Brasil, Colômbia e México são apontados como os países que serão menos afetados pelas altas dos preços dos alimentos, com aumentos de inflação de não mais que um ponto porcentual em 2011.

Os resultados do estudo "Como o Choque de Preços dos Alimentos Afeta a Inflação na América Latina e no Caribe" têm como pressupostos a preservação, até o fim deste ano, das cotações das commodities agrícolas ao nível de fevereiro, quando já haviam atingido nível semelhante ao do pico de 2008. Também considera a adoção das mesmas respostas dadas pelos mercados e governos dos 13 países ao longo do ano passado.

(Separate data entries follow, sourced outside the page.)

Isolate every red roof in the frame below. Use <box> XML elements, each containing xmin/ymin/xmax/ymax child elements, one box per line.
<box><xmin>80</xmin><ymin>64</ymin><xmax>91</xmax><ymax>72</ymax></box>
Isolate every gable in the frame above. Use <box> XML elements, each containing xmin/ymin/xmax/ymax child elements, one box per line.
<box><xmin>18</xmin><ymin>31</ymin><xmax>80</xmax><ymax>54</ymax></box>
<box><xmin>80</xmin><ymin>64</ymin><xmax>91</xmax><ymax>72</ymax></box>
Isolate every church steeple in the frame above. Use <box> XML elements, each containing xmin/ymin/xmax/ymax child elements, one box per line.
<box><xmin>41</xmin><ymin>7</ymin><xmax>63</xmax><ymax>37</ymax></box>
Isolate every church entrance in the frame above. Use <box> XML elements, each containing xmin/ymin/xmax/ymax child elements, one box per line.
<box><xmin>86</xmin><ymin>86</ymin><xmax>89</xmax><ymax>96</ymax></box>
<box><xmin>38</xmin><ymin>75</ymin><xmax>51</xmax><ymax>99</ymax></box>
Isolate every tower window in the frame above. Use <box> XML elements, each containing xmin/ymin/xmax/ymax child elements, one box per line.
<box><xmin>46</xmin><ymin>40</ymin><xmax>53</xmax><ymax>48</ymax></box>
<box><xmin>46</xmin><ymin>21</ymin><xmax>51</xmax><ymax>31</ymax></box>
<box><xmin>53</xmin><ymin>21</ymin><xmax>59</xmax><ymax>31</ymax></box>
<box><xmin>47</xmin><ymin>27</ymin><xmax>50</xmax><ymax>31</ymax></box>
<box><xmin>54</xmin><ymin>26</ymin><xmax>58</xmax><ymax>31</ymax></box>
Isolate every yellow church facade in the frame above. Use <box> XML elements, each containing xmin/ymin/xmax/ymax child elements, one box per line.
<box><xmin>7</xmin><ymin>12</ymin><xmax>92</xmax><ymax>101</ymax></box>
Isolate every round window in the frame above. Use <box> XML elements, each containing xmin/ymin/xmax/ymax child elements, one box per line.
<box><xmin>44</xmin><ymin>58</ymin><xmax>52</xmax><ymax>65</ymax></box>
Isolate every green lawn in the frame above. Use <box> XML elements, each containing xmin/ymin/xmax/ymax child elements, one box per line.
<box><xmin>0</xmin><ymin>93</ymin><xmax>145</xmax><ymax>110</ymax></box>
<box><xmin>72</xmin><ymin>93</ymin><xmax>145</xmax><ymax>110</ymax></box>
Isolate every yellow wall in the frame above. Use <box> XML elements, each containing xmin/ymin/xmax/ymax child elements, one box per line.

Nessas condições, Bahamas, Panamá e Peru deverão sofrer aumento de dois a cinco pontos porcentuais. Bolívia, Guatemala, Honduras e República Dominicana apontam o pior cenário, de aumento superior a cinco pontos nos índices de preços ao consumidor. Países como Venezuela e Argentina não foram incluídos por não haver confiança em seus indicadores de inflação.

Segundo o estaduo, os países se diferenciam claramente pela adoção ou não da política de câmbio flutuante e do regime de metas de inflação. Nos casos do Brasil, do México e da Colômbia, esses mecanismos estariam ajudando a a amortizar o aumento dos preços das commodities agrícolas no mercado interno. Outro alívio vem do fato de esses países serem produtores de alimentos.

Segundo o estudo, o Brasil terá "o aumento menos significativo" na inflação gerada pelas cotações internacionais mais salgadas dos produtos alimentícios.